Science Fair Project Encyclopedia
John C. Bowen
Born in Metcalfe, Ontario , the son of Peter Bowen and Margaret Poaps, he grew up in Ottawa, Ontario. After a career in the insurance business Bowen entered politics serving first as an alderman in Edmonton during the 1920s. He ran for mayor in 1928 but was defeated. In 1921 he was elected to the provincial legislative assembly as a Liberal MLA and became House Leader but was defeated in the 1926 provincial election.
In 1937 he was appointed, by William Lyon Mackenzie King, Lieutenant-Governor of the province, two years after the Social Credit came to power under William Aberhart. He became involved in a constitutional crisis when he refused to give Royal Assent to three government bills. Two of the bills would have put the province's banks under the control of the provincial government while a third, the Accurate News and Information Act, would have forced newspapers to print government rebuttals to stories the provincial cabinet objected to. All three bills were later declared unconstitutional by the Supreme Court of Canada and the Judicial Committee of the Privy Council.

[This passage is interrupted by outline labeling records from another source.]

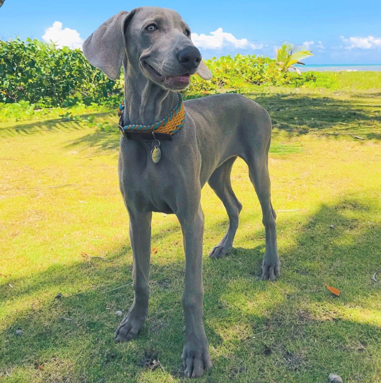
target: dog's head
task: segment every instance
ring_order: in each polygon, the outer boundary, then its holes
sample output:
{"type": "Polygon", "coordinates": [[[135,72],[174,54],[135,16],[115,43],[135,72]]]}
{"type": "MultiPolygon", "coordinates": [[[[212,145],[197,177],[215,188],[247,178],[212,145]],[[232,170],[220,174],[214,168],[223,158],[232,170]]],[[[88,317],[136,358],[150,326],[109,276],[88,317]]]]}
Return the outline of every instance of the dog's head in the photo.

In 1938, Bowen even threatened to dismiss Aberhart's government, which would have been an extraordinary use of his reserve powers. The Social Credit government remained immensely popular with the Albertan people, however, so the threat was not carried out.
He was reappointed for a second term and continued to serve as Lieutenant-Governor until 1950.
On October 25, 1906, he married Edith Oliver. They had two daughters: Margaret Gwendolyn and Emma Ruth.